15 dakika sonra oturum yeniden açıldı.
Önce SHP Genel Başkanı Erdal İnönü söz istedi.
Sonra DYP Genel Başkanı Süleyman Demirel.
"Partimize sataşma var, yanıt vereceğiz" dediler.
***
İnönü de Demirel de "ANAP'ı, hükümeti ve Keçeciler'i" eleştirdiler.
"İktidar her ülkede var... Saddam da iktidar" dediler.
Ve eklediler:
- Bir rejime demokrasi kimliği kazandıran, muhalefettir... Siz muhalefeti aşağılama hakkını nereden alıyorsunuz?
***
"Durumu açıklamak" ve "yarım kalan konuşmasını tamamlamak" üzere kürsüye Keçeciler çıktı:
* Ben "yavru" sözünü muhalefeti "tahkir ve tezyif" anlamında söylemedim.
* "Yavru" masum ve sevimli bir kelimedir, neden kızdınız?
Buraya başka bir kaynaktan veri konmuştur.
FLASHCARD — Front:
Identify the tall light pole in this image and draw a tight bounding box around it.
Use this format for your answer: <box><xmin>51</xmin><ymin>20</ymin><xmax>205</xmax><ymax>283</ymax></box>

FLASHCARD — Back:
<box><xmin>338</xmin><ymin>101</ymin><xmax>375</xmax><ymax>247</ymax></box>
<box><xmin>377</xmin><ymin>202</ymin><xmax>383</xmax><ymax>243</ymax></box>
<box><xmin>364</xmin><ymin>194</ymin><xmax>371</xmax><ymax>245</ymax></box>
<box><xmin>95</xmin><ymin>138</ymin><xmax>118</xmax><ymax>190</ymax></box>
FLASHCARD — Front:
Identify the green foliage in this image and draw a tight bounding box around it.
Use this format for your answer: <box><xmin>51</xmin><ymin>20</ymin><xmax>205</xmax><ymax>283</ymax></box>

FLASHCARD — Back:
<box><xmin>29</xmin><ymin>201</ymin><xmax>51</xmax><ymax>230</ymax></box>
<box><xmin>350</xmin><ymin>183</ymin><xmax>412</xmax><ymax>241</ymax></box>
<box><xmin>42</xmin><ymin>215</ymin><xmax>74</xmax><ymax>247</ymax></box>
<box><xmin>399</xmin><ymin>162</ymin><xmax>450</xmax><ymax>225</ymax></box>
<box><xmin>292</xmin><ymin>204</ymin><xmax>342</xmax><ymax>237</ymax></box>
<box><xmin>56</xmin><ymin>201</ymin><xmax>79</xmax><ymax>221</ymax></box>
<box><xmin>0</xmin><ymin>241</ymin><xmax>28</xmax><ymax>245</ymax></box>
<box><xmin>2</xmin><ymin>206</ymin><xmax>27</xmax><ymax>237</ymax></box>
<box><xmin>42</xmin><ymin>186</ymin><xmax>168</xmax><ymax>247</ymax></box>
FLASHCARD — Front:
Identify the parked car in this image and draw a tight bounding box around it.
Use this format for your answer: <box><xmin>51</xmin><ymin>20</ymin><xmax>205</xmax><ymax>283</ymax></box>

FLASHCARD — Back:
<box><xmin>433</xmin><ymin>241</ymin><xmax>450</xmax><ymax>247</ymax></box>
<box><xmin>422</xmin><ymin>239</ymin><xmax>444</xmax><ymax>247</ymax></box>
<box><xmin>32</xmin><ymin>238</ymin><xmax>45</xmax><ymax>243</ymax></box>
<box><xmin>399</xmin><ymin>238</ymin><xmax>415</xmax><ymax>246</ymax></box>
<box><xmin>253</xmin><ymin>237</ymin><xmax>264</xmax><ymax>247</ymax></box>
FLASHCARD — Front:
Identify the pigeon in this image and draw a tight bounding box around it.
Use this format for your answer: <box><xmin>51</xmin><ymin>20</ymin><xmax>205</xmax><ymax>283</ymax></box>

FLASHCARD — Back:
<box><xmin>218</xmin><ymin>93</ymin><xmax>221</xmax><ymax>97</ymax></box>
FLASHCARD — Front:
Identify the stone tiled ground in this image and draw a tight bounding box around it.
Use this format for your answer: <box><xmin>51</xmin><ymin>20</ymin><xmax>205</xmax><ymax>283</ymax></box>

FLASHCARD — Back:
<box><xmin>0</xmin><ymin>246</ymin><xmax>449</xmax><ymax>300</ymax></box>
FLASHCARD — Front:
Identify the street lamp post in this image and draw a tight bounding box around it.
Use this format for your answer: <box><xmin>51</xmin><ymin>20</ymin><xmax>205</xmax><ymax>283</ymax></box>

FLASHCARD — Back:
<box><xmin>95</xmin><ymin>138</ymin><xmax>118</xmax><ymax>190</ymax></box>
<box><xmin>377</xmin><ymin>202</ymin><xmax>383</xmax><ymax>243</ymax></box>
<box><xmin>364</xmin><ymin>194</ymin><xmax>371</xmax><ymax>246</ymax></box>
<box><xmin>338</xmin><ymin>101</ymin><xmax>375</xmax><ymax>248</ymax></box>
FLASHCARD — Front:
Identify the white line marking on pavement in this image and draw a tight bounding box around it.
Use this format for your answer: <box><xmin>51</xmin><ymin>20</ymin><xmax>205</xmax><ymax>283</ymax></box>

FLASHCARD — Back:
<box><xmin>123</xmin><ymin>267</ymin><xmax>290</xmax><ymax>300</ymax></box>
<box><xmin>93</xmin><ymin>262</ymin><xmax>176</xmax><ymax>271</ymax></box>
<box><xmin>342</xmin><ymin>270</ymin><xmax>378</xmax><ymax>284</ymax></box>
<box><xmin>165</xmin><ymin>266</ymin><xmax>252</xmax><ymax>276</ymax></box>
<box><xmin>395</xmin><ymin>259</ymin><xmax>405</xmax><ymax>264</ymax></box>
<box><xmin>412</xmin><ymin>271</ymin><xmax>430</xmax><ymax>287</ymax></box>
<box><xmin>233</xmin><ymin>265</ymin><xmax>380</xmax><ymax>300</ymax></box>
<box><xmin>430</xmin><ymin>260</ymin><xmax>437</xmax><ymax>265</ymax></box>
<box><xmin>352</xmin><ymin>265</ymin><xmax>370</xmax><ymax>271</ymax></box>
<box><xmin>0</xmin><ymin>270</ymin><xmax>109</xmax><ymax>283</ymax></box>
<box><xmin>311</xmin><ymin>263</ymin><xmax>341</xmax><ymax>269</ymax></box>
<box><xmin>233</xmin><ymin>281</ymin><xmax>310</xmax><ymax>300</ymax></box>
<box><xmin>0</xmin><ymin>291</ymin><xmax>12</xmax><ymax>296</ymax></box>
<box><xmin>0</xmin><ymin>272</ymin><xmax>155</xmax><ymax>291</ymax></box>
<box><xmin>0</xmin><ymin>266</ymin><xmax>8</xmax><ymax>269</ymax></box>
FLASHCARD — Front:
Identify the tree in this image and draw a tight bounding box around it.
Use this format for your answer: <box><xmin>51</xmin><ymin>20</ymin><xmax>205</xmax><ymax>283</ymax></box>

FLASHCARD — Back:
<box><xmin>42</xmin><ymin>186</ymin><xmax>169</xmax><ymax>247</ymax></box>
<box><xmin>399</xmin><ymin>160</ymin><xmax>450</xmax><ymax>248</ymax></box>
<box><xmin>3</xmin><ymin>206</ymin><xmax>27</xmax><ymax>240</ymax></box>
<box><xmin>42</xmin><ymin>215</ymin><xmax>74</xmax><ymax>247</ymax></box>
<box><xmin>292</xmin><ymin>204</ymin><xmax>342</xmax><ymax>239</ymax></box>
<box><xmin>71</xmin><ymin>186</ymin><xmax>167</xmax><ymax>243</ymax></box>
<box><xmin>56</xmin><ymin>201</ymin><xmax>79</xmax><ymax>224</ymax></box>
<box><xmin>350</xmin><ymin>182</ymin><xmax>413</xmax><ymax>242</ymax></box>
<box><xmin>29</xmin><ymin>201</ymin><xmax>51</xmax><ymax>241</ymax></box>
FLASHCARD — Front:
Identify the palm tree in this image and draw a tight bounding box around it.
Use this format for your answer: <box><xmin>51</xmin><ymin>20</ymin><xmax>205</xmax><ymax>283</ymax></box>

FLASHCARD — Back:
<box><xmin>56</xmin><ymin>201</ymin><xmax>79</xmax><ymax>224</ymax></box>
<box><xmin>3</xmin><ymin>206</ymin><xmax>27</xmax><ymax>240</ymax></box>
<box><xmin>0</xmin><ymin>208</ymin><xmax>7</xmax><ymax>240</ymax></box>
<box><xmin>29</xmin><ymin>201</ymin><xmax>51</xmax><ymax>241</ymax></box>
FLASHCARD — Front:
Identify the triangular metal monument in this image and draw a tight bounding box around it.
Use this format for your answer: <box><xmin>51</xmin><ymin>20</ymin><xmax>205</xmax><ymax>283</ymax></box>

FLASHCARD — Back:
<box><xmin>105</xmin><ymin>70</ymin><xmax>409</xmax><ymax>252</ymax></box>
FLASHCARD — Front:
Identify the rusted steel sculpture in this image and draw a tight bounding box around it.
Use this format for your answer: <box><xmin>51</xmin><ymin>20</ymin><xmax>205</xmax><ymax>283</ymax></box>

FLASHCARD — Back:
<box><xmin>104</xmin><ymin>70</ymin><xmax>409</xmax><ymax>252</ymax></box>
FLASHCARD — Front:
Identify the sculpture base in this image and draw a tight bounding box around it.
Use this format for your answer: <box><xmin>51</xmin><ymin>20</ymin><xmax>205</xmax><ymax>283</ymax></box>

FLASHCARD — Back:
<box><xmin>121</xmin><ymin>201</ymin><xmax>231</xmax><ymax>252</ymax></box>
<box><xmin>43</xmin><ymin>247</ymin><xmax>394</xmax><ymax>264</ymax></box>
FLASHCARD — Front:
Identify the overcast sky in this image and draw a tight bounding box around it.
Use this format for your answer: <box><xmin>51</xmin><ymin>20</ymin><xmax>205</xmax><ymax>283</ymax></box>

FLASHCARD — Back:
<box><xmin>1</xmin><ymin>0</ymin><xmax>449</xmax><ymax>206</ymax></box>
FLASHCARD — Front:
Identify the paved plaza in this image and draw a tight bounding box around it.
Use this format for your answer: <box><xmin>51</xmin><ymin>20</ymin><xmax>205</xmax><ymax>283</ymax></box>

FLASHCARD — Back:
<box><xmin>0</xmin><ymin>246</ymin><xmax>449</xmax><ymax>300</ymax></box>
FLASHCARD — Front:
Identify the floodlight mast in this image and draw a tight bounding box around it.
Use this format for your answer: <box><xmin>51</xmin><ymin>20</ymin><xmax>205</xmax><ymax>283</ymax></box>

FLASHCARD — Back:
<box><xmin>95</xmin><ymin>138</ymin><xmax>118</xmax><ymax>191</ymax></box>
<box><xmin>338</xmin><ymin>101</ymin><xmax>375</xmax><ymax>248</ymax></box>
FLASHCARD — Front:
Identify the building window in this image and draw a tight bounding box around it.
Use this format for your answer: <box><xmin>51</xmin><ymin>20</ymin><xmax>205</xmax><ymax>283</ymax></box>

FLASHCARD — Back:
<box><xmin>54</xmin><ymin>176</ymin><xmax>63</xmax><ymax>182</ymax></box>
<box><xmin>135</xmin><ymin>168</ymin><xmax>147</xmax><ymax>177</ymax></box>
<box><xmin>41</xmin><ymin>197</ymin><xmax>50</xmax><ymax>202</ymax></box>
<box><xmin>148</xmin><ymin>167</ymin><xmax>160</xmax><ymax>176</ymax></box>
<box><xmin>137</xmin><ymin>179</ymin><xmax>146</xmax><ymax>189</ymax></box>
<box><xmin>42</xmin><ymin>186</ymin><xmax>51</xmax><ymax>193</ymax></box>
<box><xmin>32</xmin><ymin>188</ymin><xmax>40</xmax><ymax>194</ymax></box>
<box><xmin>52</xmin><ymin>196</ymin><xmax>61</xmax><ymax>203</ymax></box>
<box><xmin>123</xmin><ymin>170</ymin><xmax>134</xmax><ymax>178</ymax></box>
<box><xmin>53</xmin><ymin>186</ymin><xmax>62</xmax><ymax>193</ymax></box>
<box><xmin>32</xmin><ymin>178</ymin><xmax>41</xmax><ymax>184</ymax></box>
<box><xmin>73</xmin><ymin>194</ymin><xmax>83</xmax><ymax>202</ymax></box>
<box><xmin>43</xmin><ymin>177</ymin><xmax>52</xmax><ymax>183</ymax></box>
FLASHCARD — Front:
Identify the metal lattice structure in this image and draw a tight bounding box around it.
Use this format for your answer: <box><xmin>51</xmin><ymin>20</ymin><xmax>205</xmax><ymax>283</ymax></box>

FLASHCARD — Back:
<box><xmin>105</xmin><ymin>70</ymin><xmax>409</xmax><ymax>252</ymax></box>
* Kıbrıs'a "Yavru Vatan" diyoruz... Yani Kıbrıs'a hakaret mi ediyoruz?
***
İktidar "alkışladı."
Muhalefet "homurdandı."
Ve "Meclis'te konu kapandı."
***
Ama daha sonra Turgut Özal da, ANAP'ın sözcüleri de, DYP'yi kızdırmak için her fırsatta "yavru muhalefet" demeye başladılar:
- Ne olacak, yavru muhalefet işte... Büyü de gel.